Tania Roth, assistant professor of psychology at UD and a researcher whose work is supported by the new Delaware Center for Neuroscience Research, knows that the genes we're born with don't determine our future.
Her investigations focus on behavioral epigenetics, seeking to define the molecular mechanisms that are responsible for environmental influences on gene activity, the development of behavior and psychiatric disorders. Epigenetics refers to the tiny chemical "tags" in living things that interact with genes and affect the way they function, sometimes, for example, "turning off" the normal operation of a particular gene.
The epigenome has been compared to the software that tells a computer—the genome itself—when to operate and what to do.
"In our lab, we're interested in understanding how the environment interacts with genes," Roth says. "We look at molecular, or epigenetic, changes that occur and then how that affects the brain and behavior."
She uses a rodent model to investigate the relationship between environmental experiences and lifelong patterns of gene expression and behavior. Roth's work focuses on DNA methylation, which is a chemical change in the brain that is important for cell development and gene expression.
She is specifically researching the effects of negative experiences early in life—particularly, adverse care giving, such as neglect or mistreatment—on epigenetic programming and patterns of gene expression.
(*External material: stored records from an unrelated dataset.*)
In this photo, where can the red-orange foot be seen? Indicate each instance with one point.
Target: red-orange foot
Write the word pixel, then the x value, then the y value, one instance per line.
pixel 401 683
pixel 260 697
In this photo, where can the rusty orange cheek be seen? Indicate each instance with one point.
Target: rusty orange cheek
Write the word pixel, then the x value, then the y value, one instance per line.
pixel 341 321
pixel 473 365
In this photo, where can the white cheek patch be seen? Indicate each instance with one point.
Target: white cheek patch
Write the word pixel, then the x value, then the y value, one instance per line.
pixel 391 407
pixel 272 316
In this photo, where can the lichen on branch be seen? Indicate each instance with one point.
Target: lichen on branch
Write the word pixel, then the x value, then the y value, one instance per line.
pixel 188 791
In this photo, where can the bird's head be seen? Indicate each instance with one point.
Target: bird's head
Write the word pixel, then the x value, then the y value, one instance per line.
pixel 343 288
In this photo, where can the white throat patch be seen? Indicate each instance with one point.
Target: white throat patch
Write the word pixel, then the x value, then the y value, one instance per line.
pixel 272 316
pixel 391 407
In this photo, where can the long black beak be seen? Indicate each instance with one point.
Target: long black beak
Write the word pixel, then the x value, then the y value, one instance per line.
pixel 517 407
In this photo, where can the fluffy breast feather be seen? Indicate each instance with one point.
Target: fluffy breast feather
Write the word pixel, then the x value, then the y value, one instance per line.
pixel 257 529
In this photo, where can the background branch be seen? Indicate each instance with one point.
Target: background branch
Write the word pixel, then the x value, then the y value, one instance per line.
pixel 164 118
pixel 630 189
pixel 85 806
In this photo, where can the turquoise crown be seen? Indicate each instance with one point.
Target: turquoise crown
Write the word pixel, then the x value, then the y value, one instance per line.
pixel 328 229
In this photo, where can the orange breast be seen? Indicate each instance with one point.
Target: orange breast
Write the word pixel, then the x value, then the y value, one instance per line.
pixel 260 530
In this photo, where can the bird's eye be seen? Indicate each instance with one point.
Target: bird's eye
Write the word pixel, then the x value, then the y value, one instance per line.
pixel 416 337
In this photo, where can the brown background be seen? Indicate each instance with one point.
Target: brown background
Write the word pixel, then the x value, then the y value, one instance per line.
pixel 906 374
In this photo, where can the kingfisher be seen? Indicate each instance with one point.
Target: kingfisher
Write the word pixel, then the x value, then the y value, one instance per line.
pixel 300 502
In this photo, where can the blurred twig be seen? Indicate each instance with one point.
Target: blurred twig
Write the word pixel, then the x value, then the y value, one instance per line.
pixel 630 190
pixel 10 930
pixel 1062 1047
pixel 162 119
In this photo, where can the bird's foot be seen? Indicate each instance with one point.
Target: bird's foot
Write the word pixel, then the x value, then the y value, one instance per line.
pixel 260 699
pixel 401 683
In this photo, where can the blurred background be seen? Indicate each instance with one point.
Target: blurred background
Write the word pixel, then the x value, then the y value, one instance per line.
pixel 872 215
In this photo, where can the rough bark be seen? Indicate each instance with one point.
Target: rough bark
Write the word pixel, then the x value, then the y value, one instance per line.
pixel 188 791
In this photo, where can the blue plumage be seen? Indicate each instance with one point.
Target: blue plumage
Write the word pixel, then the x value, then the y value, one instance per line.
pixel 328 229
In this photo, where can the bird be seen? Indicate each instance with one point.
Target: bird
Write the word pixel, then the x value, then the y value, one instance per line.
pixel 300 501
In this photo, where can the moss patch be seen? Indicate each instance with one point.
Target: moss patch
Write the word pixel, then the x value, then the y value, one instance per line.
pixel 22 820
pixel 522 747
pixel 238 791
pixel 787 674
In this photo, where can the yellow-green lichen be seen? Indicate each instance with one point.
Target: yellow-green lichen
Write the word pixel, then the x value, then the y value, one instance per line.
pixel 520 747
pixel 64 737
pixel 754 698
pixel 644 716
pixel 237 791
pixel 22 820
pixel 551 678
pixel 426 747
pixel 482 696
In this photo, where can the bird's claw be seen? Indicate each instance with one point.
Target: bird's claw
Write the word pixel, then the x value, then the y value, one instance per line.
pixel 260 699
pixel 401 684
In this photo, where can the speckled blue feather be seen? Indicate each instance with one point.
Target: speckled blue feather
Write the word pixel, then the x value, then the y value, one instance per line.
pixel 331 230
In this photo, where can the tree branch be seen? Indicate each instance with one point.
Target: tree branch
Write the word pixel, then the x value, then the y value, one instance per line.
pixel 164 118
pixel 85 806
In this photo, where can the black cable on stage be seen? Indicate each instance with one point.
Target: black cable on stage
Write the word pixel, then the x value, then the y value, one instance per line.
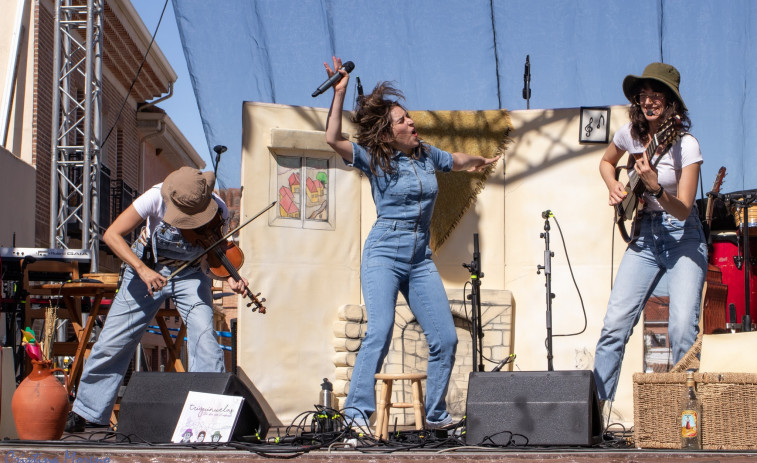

Such an adverse early experience, she says, can lead to epigenetic changes in the brain that might last a lifetime and even affect later generations.
Roth, who has been interested since graduate school in early life experiences and their effects on the brain, says her work with genes and chemical tags is the specific focus of the grant she's received through the new neuroscience center. But her research also has expanded recently to include post-traumatic stress disorder (PTSD), and she has been collaborating with a national consortium of scientists studying that condition.
"Your early life experiences can chemically tag your DNA, and that in turn can cause changes in the activity of your genes and behavior," she says. "One question we are interested in addressing is: Do chemical tags on DNA produced by adverse early life experiences make you more susceptible to developing PTSD if you experience trauma as an adult?"
PTSD has gained attention in recent years because of its rates of occurrence among soldiers who served in wars in Iraq and Afghanistan, but many cases also occur outside the military, including in victims of violent crimes and survivors of serious car accidents.
However, these chemical tags are not only relevant to understanding PTSD, but a host of other health outcomes associated with early-life adversity, including depression and anxiety.
Roth adds, "Studies in the field of behavioral epigenetics are giving us a new molecular framework to understand how our experiences can become part of our biology. An epigenetics perspective in research with animal models and in clinical trials stands to yield substantial information regarding biological determinants of brain function and health outcomes, and new approaches to diagnose and possibly treat psychiatric disorders."